Food producers are taking up record volumes of warehouse space in the UK, as the industry looks to prevent shortages such as those of fruit and vegetables that left supermarket shelves bare earlier this year.
Although their efforts failed to prevent that breakdown, demand from food manufacturers for shed space increased 58 per cent to a record 4.3mn square feet last year, according to Savills. The property group said it was the biggest take-up since it first started collecting data in 2007.
Food businesses have been acquiring warehouses to use as slaughterhouses and indoor farms as well as for storage as worries rise over food supplies. In March many supermarkets were forced to ration vegetables with the shortages caused in large part by cold weather in continental Europe and Africa.

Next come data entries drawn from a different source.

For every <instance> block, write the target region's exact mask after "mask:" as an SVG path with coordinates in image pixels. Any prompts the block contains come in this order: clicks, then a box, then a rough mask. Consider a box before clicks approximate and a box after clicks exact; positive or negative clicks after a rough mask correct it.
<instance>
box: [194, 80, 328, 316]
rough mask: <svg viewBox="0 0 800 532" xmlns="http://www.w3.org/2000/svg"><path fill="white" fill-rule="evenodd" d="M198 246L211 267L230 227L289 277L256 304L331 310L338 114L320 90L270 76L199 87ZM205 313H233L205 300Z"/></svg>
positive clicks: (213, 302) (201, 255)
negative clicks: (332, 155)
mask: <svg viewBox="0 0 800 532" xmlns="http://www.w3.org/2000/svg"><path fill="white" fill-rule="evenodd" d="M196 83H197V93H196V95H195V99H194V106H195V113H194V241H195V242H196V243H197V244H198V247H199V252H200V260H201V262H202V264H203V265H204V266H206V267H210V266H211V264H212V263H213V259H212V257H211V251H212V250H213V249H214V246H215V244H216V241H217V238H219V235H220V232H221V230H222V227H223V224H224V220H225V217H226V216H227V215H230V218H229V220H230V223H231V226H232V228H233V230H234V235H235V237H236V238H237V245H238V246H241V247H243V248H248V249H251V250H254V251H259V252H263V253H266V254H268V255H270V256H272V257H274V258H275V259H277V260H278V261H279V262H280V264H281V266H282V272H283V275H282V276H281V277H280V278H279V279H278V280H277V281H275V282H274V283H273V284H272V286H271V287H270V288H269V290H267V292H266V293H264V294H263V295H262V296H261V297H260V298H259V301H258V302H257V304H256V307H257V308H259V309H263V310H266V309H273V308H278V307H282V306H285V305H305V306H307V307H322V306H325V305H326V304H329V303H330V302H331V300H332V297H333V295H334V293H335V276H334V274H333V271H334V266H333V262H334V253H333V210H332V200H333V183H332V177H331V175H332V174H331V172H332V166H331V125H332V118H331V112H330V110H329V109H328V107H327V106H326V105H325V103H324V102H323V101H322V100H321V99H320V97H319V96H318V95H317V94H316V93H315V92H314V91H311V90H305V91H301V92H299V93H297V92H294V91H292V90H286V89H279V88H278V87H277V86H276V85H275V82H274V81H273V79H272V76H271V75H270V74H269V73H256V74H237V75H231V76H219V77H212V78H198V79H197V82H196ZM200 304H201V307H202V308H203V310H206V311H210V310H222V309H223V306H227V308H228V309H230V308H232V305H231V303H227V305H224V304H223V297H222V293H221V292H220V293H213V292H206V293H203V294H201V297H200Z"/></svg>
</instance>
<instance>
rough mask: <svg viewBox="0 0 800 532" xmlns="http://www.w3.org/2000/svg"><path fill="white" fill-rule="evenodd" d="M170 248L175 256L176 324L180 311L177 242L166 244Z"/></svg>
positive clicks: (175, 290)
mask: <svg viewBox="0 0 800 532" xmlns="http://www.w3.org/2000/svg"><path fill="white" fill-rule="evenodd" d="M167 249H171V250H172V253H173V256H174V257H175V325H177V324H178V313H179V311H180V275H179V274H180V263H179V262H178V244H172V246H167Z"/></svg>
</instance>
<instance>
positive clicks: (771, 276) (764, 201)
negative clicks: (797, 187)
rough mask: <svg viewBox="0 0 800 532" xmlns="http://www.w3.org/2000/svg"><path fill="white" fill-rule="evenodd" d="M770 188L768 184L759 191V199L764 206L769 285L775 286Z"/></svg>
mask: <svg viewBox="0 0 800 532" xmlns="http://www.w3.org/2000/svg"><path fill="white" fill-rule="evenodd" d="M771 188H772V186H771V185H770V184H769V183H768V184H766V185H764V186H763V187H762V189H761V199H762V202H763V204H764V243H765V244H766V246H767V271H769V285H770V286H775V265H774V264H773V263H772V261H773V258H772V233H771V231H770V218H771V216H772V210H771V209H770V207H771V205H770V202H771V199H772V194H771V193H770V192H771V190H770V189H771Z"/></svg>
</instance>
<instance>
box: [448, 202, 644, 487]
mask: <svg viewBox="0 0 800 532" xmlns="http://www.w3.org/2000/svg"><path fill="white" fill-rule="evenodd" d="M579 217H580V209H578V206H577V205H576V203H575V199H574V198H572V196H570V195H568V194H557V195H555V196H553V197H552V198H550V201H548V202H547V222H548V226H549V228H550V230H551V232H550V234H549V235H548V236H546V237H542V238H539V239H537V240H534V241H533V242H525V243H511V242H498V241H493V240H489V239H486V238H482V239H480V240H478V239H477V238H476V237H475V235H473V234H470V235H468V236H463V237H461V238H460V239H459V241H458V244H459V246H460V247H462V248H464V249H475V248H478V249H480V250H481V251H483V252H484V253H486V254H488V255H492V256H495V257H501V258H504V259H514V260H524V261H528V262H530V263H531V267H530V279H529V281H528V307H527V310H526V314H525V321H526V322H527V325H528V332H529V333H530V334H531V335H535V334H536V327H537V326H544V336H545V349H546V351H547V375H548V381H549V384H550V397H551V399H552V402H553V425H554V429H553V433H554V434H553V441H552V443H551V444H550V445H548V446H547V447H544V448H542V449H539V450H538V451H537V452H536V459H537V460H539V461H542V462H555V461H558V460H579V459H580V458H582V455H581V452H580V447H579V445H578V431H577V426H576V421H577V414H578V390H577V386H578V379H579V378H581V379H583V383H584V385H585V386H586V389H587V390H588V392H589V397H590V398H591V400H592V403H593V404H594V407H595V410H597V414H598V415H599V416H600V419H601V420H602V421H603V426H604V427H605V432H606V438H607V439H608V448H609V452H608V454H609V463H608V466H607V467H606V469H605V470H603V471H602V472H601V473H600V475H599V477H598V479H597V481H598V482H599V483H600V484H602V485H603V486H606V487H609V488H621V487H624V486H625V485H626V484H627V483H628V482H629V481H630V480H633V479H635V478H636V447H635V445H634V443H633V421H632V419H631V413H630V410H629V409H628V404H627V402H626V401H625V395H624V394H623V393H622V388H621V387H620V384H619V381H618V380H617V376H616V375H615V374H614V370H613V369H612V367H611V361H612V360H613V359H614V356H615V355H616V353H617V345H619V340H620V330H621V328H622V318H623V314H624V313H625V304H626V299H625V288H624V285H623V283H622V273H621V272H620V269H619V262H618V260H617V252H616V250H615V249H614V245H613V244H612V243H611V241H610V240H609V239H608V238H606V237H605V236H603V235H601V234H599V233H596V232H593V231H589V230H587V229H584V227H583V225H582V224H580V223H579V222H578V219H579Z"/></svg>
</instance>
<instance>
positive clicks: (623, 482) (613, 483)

Climate change and the Ukraine war, which hit grain imports from eastern Europe, have prompted concerns in many countries about food security. However, Kevin Mofid, logistics property researcher at Savills, said he suspected efforts to use suppliers closer to home had been “much more pronounced” in the UK, where trade with Europe had been complicated by Brexit. About 70 per cent of the UK’s food and animals are delivered from the EU.
“Increased paperwork [has created] delays in a time-sensitive supply chain . . . so you have to add an extra step,” Mofid said.

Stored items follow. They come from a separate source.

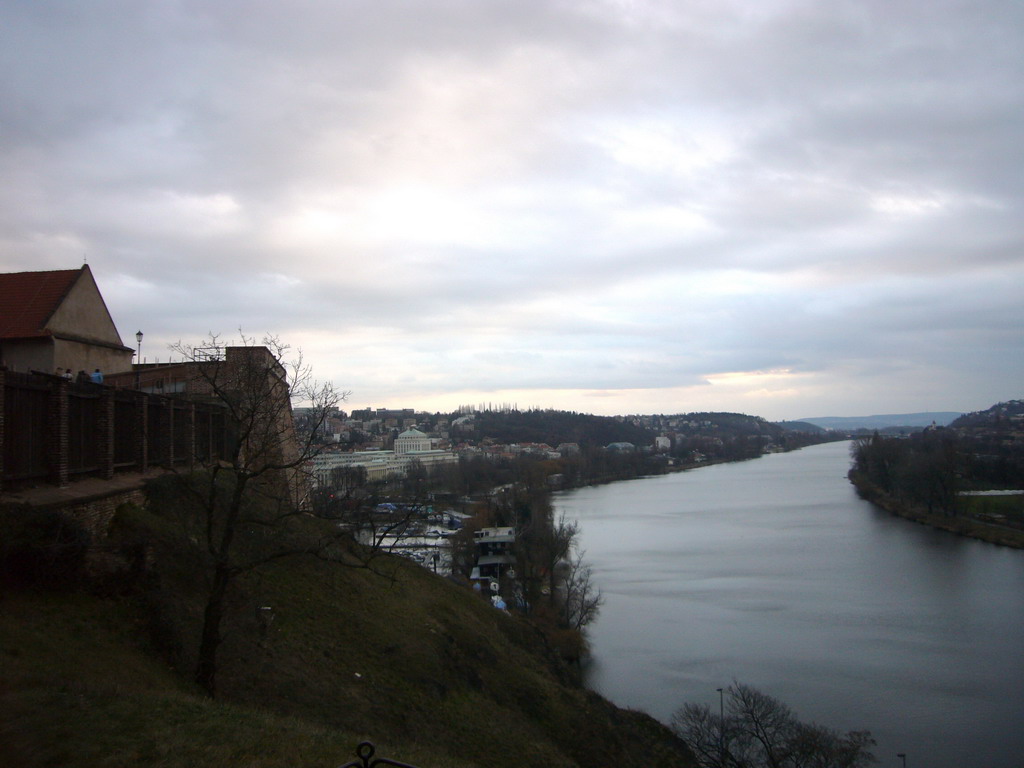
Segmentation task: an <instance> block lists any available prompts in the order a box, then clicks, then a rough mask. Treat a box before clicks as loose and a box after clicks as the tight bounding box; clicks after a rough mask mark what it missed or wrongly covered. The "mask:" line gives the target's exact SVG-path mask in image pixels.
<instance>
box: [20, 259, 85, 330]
mask: <svg viewBox="0 0 1024 768" xmlns="http://www.w3.org/2000/svg"><path fill="white" fill-rule="evenodd" d="M84 268H85V267H81V268H79V269H58V270H55V271H48V272H7V273H6V274H0V339H24V338H26V337H30V336H45V335H46V331H45V328H46V323H47V321H49V318H50V315H51V314H53V310H54V309H56V308H57V306H58V305H59V304H60V302H61V300H62V299H63V297H65V296H67V295H68V292H69V291H70V290H71V288H72V286H73V285H75V281H76V280H78V278H79V275H80V274H81V273H82V269H84Z"/></svg>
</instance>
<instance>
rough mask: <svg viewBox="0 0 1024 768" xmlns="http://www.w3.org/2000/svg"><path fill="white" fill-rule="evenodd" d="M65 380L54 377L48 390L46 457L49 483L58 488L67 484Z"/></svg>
mask: <svg viewBox="0 0 1024 768" xmlns="http://www.w3.org/2000/svg"><path fill="white" fill-rule="evenodd" d="M69 386H70V383H69V382H68V380H67V379H60V378H56V377H54V379H53V385H52V389H50V409H49V411H50V418H49V425H48V426H49V437H48V439H47V445H46V455H47V461H48V463H49V467H50V482H52V483H53V484H54V485H57V486H58V487H63V486H66V485H67V484H68V464H69V444H68V443H69V440H68V431H69V427H68V417H69V406H68V388H69Z"/></svg>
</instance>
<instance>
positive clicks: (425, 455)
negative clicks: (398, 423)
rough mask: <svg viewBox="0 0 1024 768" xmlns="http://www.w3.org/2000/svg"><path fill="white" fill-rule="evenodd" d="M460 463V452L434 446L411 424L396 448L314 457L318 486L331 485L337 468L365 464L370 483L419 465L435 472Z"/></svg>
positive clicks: (426, 468)
mask: <svg viewBox="0 0 1024 768" xmlns="http://www.w3.org/2000/svg"><path fill="white" fill-rule="evenodd" d="M458 463H459V457H458V456H457V455H456V454H454V453H452V452H451V451H440V450H436V449H431V447H430V437H429V436H427V435H426V434H424V433H423V432H421V431H420V430H418V429H416V428H415V427H411V428H410V429H407V430H406V431H404V432H402V433H401V434H399V435H398V436H397V437H396V438H395V440H394V451H354V452H349V453H343V452H331V453H324V454H321V455H319V456H316V457H314V458H313V460H312V471H313V476H314V477H315V479H316V484H317V485H321V486H329V485H330V484H331V482H332V479H331V476H332V473H333V470H335V469H340V468H342V467H362V468H364V469H365V470H366V472H367V479H368V480H369V481H370V482H380V481H382V480H388V479H390V478H392V477H401V476H403V475H406V474H408V472H409V470H410V469H411V468H412V467H414V466H417V465H418V466H421V467H423V468H424V469H426V470H427V471H428V472H433V471H434V469H436V468H437V467H442V466H445V465H449V464H458Z"/></svg>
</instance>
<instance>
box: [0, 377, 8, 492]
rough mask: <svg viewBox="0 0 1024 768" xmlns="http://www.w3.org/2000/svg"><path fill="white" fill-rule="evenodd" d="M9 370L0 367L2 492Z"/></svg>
mask: <svg viewBox="0 0 1024 768" xmlns="http://www.w3.org/2000/svg"><path fill="white" fill-rule="evenodd" d="M6 402H7V369H6V368H4V367H3V366H0V492H2V490H3V467H4V456H5V455H6V454H5V452H4V424H3V420H4V415H5V414H6V413H7V406H6Z"/></svg>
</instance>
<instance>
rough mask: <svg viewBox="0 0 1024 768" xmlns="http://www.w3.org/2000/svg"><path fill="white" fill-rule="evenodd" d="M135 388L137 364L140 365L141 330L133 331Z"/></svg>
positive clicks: (136, 388) (138, 365)
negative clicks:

The move by food producers is also an example of how some businesses now wish to manufacture more locally after the Covid-19 pandemic hit supply chains, he added.
Clive Black, an analyst at Shore Capital, said fast-growing retailers, such as supermarkets Aldi and Lidl, as well as Amazon’s food business, have been eager to acquire more distribution centres.
He said growing demand for space could be a “knee-jerk reaction” to recent food security issues, or it could reflect a “realisation that outside of the EU, the UK needs a more solid logistics base”.
Savills said recent warehouse deals included a Rochdale facility acquired by pork producer Danish Crown and a distribution centre that US-listed avocado business Mission Produce expects to start using in April.
Paul Frowde, managing director of European sales at Mission Produce, which plans to use the facility in Dartford to ripen avocados from South America, said it would help support UK food supplies.
“The rather interesting [UK shortages of] peppers and cucumbers have brought [food security] to attention,” he added.
The move by food producers bucks the trend for overall demand for warehouse space, which dropped 13 per cent to 48mn square feet last year as falls in consumer spending prompted retailers to cut back on storage.